Coconut Macaroon Bars
Servings
Makes 12-15 bars
Ingredients
- 1 cup unsalted butter, softened
- 2 cups confectioners' sugar
- 4 large eggs
- 1 teaspoon vanilla extract
- 3 cups sweetened shredded coconut
- 1 can (14.4 oz) sweetened condensed milk
- 1/2 cup chopped pecans
- Flaky sea salt
Instructions
Step 1: Preheat Oven and Prepare Parchment
Preheat oven to 325°F (165°C). Line an 8-inch square baking pan with parchment paper, leaving a 2-inch overhang on two sides.
Step 2: Mix Coconut Filling
In a medium bowl, whisk together sweetened condensed milk and chopped pecans. Set aside.
Step 3: Make Macaroon Mixture
In a large mixing bowl, cream butter until light and fluffy. Gradually add confectioners' sugar, beating until smooth. Beat in eggs one at a time, followed by vanilla extract.
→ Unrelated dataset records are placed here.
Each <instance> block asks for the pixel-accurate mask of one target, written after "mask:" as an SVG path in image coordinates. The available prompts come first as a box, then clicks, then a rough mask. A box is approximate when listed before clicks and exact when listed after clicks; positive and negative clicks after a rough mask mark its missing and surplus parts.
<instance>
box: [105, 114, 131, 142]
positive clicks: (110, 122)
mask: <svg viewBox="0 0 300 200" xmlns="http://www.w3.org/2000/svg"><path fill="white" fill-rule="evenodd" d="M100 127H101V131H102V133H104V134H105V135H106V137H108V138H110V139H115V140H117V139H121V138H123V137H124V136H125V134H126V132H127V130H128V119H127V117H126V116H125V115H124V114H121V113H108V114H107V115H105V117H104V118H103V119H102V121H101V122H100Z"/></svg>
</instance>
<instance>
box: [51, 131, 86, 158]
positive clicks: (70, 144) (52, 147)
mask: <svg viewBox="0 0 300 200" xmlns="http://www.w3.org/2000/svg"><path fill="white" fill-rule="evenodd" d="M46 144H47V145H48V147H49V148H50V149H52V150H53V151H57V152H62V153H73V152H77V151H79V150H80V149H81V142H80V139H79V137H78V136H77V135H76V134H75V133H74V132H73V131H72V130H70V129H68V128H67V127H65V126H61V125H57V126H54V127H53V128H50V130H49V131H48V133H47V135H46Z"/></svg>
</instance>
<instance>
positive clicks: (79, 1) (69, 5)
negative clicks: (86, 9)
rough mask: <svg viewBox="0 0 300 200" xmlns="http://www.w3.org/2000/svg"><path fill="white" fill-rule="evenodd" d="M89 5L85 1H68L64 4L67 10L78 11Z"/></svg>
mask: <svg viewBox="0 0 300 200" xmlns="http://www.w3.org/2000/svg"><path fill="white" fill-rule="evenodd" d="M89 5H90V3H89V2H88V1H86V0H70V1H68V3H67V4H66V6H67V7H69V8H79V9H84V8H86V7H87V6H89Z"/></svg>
Step 4: Mix In Shredded Coconut
With the mixer on low speed, gradually add shredded coconut to the macaroon mixture, mixing until well combined.
Step 5: Press into Pan and Top with Filling
Press the macaroon mixture evenly into the prepared pan. Drizzle sweetened condensed milk mixture over the top of the macaroons.
Step 6: Sprinkle Sea Salt and Bake
Sprinkle a pinch of flaky sea salt on top of the filling. Bake for 25-30 minutes or until golden brown around the edges.
Step 7: Cool Completely
Let cool completely in pan before cutting into bars.